Seasoning Beef

by Steve Johnson

A great steak shouldn’t NEED seasoning. Lesser steaks and other cuts tend to get more seasoning to help improve the overall experience. So why is the seasoning segment in general such a booming business? Fact is, “seasoning” or spices has been a booming business for thousands of years …

When it comes to spices and seasonings in general … Salt is king. Salt is the most widely used condiment in the history of mankind. Salt is also the foundation for almost every blended seasoning in existence. Salt simply makes food taste better, and has for millennia.

A great steak shouldn’t need seasoning … but, the right seasonings in the right portions can make a great steak even better. Like many things, seasoning a steak is all about balance. It’s important to have enough seasoning to accent the flavor of the beef, but not so much seasoning that it overpowers the beef.
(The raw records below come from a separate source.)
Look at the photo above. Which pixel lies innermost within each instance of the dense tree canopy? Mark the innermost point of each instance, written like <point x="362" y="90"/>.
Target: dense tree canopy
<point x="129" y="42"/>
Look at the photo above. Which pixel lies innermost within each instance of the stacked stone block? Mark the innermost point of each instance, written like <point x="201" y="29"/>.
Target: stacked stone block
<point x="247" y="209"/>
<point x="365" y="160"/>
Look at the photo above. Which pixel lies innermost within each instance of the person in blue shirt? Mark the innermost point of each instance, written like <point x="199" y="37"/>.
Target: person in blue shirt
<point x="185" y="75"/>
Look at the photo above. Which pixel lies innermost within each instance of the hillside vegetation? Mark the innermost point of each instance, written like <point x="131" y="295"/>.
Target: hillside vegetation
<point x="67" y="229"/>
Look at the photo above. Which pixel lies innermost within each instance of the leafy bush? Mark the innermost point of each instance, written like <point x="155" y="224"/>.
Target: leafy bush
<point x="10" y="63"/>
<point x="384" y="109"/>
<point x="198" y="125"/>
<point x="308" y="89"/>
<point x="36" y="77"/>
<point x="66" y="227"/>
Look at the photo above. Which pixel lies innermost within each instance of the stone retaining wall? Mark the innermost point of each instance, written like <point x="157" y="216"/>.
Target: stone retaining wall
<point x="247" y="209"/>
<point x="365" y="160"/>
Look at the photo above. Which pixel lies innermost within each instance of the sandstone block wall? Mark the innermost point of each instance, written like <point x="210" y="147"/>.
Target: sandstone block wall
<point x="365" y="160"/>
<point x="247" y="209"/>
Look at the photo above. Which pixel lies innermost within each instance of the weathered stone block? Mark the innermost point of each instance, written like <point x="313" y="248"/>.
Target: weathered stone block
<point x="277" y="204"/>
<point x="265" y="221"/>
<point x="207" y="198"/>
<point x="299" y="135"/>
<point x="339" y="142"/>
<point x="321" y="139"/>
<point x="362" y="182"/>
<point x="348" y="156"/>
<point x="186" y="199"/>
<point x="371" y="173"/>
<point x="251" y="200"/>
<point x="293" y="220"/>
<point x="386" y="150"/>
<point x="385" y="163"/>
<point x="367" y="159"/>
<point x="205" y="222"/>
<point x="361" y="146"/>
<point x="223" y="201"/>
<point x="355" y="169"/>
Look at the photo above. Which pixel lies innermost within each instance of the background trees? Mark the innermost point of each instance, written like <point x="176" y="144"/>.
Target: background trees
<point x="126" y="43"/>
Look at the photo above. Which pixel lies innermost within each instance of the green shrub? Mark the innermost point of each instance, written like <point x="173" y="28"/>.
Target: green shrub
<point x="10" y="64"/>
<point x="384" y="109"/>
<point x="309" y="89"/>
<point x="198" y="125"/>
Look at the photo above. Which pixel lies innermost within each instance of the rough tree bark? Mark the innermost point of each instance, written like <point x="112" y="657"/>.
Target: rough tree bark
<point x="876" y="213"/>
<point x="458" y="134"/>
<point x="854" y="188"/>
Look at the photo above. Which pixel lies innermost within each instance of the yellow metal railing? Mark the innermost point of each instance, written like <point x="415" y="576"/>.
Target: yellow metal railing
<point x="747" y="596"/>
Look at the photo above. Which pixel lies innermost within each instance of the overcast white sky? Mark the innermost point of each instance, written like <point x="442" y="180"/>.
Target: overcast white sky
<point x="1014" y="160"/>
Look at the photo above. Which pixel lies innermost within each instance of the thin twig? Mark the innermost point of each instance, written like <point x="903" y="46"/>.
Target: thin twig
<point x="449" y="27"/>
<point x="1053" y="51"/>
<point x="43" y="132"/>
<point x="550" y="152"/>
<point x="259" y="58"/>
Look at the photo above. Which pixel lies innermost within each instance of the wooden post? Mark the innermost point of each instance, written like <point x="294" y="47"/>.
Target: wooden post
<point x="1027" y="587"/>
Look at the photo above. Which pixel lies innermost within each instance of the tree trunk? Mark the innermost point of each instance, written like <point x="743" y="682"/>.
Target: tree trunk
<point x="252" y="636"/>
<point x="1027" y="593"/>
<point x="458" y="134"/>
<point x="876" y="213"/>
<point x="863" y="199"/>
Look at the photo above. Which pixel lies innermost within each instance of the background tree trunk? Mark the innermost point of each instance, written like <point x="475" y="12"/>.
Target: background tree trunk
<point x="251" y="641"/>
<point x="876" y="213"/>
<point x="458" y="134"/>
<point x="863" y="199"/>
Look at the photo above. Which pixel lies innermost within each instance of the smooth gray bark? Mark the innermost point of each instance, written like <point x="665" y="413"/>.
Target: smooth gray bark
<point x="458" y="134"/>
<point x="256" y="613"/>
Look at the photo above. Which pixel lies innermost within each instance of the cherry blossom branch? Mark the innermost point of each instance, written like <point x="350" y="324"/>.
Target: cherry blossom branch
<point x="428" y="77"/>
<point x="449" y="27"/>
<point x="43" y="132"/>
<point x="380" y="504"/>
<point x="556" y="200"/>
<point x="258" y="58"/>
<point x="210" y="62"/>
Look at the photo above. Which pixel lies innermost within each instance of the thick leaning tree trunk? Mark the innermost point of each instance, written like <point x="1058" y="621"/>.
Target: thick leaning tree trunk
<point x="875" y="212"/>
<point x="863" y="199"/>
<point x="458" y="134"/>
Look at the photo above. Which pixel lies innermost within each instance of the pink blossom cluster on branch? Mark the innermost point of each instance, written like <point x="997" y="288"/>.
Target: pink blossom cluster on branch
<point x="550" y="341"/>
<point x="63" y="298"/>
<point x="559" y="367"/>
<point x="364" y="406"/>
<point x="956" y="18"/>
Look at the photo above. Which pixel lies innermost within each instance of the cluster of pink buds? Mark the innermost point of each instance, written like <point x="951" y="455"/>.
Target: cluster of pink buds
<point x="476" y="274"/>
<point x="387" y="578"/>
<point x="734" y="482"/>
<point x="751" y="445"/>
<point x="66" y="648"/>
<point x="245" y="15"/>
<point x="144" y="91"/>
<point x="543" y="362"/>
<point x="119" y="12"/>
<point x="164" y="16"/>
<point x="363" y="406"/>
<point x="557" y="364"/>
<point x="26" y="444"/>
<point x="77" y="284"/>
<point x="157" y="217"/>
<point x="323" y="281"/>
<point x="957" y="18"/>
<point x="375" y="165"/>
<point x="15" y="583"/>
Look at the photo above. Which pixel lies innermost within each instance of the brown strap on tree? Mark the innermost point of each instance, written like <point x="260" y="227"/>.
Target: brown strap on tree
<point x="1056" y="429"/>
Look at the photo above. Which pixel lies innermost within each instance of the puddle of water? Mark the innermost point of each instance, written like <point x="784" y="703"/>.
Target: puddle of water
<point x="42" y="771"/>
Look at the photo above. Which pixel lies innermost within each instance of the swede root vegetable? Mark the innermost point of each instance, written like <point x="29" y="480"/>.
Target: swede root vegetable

Too much of anything is too much …  


Let’s Season a Steak

1. Allow the steak to come to room temperature in the package, open package and “pat” the steak dry with paper towel.

2. Pour seasoning into a small dish, then use the “pinch” method to apply the desired amount to the surface of the steak, then gently massage it into the steak. Some believe that a light coat of oil on the steak prior to seasoning helps the seasoning to adhere. We do not subscribe to this theory. We believe that it is better to apply the seasoning directly to the surface of the steak, as this allows the seasoning to permeate deeper into the meat and affect the flavor more dynamically. Oil applied before seasoning seals the surface of the steak and does not allow the seasoning to blend with the meat. Allow the seasoned steak to rest for 30 minutes to an hour to absorb the full flavor and aroma of the seasoning.

3. Prior to finishing the steak – whether on a grill, in an oven or with any other heat source, the seasoned steak should be seared. We prefer a cast iron pan at medium heat. Searing is the process of caramelizing the outermost layer of the steak. Caramelization, also known as the Maillard Effect, occurs at a fairly low temp – around 325° F –  while many believe it should be done on a blazing hot pan, that is simply not true. Medium heat is plenty, and it will also reduce the amount of smoke in the kitchen. Once the pan that has been heated to temperature, add 1 Tablespoon of Extra Virgin Olive Oil and 1 Tablespoon of AA Unsalted butter. Stir until the two have blended and come up to the temperature of the pan – 30 seconds to 1 minute is plenty of time.

4. Lay the steak in the mixture of butter and oil. When the steak “lets go” of the pan – or is easily lifted from the surface of the pan without minimal effort, the caramelization or searing process should be complete. The majority of the surface touching the pan should be a nice medium brown color. Flip the steak and repeat.

The steak can then be finished in the searing pan, in the oven or on the grill. Always measure steak doneness with a good quality meat thermometer. We recommend pulling and resting the steak at an internal temperature of 115° F, this will produce a nice rare/medium rare finish. If you like more of a medium rare, take the internal temp to 120 – 125° F before removing from the heat source. The internal temperature will continue to coast up after the steak is removed from the heat source.